Для характеристики же литературной деятельности Сенковского в это время скажем несколько слов по поводу его “Фантастических путешествий”.

Признаюсь, я лично с величайшим удовольствием перечитал “Фантастические путешествия барона Брамбеуса”. Очевидно, что тема их как нельзя более подошла к таланту автора и он справился с нею легко и свободно. Сенковский в этом своем произведении добился того, о чем мечтает каждый писатель: полной, ничем не стесненной свободы. Он играет своим предметом будто мячиком: то отбросит от себя в сторону, то поймает опять и прижмет к себе крепко-крепко. Иногда на протяжении целых страниц он как будто забывает о теме, рассуждает о том, что пришло в голову, рассуждает бойко, остроумно, потом, точно спохватившись, с улыбкой возвращается к рассказу и продолжает его с прежней легкостью. Мне лично как нельзя более по душе эта независимость ума, эта гибкость игривой фантазии, эта способность быстро переходить от одного настроения к другому. Не буду вызывать великие тени Рабле, Монтеня, Вольтера, чтобы поставить рядом с ними Сенковского и тем польстить ему. Конечно, он много, слишком даже много ниже их, но в нем есть кое-что общее с этими недосягаемыми представителями умственной гибкости, общее по типу, а не по степени. Хотите послушать, как острит барон Брамбеус?
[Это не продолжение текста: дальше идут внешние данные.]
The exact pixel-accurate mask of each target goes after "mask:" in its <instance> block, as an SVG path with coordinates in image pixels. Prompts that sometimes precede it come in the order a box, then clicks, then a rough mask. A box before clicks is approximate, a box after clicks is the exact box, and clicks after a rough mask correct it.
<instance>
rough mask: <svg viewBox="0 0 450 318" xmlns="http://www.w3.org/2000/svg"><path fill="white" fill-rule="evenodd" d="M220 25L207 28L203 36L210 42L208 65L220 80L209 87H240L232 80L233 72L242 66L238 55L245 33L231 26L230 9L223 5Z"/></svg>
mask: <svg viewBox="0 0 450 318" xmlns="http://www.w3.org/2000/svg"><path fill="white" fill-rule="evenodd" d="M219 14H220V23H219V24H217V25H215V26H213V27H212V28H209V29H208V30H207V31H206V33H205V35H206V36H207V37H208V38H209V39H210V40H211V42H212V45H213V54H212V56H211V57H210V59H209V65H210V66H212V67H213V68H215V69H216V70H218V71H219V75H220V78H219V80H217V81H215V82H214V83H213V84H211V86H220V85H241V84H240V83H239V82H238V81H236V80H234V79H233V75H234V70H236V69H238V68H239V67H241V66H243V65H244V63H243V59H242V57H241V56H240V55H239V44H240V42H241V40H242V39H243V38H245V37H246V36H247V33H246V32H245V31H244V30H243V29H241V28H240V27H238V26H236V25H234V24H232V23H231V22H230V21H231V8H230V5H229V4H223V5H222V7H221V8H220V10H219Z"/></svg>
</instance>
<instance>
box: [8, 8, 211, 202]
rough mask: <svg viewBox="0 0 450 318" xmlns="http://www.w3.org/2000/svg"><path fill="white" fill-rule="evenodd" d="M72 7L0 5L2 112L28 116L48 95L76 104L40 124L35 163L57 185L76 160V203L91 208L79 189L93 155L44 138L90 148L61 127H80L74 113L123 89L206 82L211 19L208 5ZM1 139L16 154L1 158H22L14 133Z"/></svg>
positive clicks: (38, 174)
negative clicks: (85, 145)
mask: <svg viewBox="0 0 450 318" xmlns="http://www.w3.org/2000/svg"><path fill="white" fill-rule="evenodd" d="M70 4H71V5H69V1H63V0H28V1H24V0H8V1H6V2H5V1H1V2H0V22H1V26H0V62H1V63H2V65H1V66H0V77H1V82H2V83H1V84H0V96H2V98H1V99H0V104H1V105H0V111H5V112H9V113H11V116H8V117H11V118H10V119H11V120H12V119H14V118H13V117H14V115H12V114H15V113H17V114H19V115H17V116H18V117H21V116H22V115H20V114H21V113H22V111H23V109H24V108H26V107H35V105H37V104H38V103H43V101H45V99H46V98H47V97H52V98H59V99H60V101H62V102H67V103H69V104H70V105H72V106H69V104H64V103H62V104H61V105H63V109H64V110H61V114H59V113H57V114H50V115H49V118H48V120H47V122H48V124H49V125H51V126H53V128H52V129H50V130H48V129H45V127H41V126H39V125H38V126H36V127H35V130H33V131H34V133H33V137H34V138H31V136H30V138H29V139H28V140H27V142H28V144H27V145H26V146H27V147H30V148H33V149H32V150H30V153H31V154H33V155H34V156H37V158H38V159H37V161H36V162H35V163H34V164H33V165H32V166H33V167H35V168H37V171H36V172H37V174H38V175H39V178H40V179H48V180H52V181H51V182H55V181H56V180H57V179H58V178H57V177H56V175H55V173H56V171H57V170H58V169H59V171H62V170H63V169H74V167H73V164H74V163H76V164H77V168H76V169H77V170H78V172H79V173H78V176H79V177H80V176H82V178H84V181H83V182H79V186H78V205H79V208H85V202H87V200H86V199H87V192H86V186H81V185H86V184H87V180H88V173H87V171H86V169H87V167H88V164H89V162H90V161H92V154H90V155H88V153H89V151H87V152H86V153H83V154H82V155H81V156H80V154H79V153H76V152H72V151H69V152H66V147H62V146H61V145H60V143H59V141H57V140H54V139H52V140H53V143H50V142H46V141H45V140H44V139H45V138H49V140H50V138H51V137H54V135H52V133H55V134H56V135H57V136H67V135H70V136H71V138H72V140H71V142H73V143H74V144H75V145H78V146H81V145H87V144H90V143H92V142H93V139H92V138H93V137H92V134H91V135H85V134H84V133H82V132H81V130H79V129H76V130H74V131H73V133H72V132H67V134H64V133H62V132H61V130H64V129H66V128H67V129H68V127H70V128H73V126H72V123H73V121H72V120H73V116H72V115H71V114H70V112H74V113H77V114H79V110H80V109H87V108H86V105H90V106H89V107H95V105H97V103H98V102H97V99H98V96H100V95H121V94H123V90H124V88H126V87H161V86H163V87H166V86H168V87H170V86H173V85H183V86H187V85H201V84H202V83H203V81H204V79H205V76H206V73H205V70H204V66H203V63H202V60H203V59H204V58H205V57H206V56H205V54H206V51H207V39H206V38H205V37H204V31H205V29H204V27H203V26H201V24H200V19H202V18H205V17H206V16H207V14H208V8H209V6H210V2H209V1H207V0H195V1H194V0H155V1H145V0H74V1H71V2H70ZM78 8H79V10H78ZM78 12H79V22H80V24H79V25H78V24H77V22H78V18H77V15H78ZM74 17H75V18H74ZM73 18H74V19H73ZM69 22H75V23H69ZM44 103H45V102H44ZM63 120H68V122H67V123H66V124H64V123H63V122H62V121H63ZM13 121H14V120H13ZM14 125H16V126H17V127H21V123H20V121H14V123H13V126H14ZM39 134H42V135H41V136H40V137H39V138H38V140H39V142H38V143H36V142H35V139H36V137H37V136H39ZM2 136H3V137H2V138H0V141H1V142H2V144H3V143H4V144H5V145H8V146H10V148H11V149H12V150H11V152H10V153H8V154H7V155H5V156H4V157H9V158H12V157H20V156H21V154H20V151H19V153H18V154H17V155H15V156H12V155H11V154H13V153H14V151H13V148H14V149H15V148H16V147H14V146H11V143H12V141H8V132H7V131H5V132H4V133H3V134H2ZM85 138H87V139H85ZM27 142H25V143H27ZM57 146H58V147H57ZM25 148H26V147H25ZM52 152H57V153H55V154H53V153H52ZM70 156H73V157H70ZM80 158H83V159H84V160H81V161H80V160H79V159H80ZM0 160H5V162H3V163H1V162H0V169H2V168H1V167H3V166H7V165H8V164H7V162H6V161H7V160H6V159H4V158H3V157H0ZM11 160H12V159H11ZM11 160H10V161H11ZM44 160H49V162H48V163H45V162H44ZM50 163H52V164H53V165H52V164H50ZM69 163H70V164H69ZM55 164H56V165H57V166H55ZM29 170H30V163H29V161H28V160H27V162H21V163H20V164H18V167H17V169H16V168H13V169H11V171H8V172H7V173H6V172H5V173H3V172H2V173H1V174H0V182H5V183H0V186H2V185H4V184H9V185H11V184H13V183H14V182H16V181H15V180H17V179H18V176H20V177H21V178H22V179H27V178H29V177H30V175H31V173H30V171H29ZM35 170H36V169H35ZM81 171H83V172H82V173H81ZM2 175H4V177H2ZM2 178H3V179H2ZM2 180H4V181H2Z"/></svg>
Вот, например, его отзыв об иероглифах: “В короткое время я сделал удивительные успехи в чтении этих таинственных письмен; свободно читал надписи на обелисках

и пирамидах, объяснял мумии, переводил папирусы, сочинял иероглифические каймы для салфеток и даже сам открыл половину одной египетской дотоле неизвестной буквы, за что покойный Шампольон обещал доставить мне бессмертие, упомянув обо мне в выноске к своему сочинению. Правда, г-н Гульянов оспаривал основательность нашей системы и предлагал другой, им самим придуманный способ чтения иероглифов, по которому смысл данного текста выходит совершенно противный тому, какой получается, читая его по Шампольону, но это не должно никого приводить в смущение, и спор двух ученых мужей я могу решить одним словом: метода, предначертанная Шампольоном, так умна и замысловата, что ежели египетские жрецы в самом деле были так мудры, как изображают их древние, они не могли и не должны были читать своих иероглифов иначе как по нашей методе; изобретенная же г-ном Гульяновым иероглифическая азбука так нехитра, что если где – и когда-либо была она в употреблении, то разве у египетских дьячков и пономарей, с которыми мы не хотим иметь дела. Суть же нашей системы сводится к тому, что всякий иероглиф есть или буква, или метафорическая фигура, изображающая то или другое понятие, или ни буква, ни фигура, а только произвольное украшение почерка. Итак, нет ничего легче, как читать иероглифы: где не выходит смысла по буквам, там должно толковать их метафорически; если нельзя подобрать метафоры, то позволяется совсем пропустить иероглиф и перейти к следующему, понятнейшему”. За это и подобные ему места барона Брамбеуса упрекали в неуважении к науке. Помилуйте, как можно не верить в науку? – восклицала критика. Однако если начать упрекать Сенковского за неверие, то придется делать это в отношении не только науки, а чего-то гораздо большего. Фантастические путешествия насквозь проникнуты скептицизмом. Остановимся на одном из них – ученом.

Сюжет его следующий.

Сам автор, доктор философии Шпурцманн и обер-берг-пробирмейстер 7 класса Иван Антонович Страбинский после долгой поездки по реке Лене прибыли наконец к ее устью. Ехали довольно весело. “Невозможно представить себе ничего забавнее почтенного испытателя природы, доктора Шпурцманна, согнутого дугою, на тощей лошади и увешанного со всех сторон ружьями, пистолетами, барометрами, термометрами, змеиными кожами, бобровыми хвостами, набитыми соломою сусликами и птицами, из которых одного ястреба, за недостатком места за спиною и на груди, посадил он было у себя на шапке. В селениях, через которые мы проезжали, суеверные якуты принимали его за великого странствующего шамана, с благоговением подносили ему кумысу и сушеной рыбы и всячески старались его заставить хоть немножко пошаманить над ними. Доктор сердился и бранил якутов по-немецки. Те, полагая, что он говорит с ними священным тибетским наречием, еще более оказывали ему почтения и настоятельнее просили изгонять из них чертей”. После подобного рода комических эпизодов путешественники прибыли к устью великой сибирской реки и тут, к немалому своему изумлению, наткнулись на высокую скалу, все стены которой были исписаны таинственными знаками. Любопытство овладело ими, бессмертие и слава мерещились им, и они принялись разбирать надписи. К счастью, знаки оказались иероглифами, а читать их, как мы видели, “очень просто”. Каков же был восторг путешественников, когда, прочтя несколько слов, они убедились, что перед ними рассказ человека – очевидца большого потопа. Этот рассказ – целый роман с прихотливыми сплетениями любовной интриги, трагическими описаниями смерти, остроумными монологами ученых педантов…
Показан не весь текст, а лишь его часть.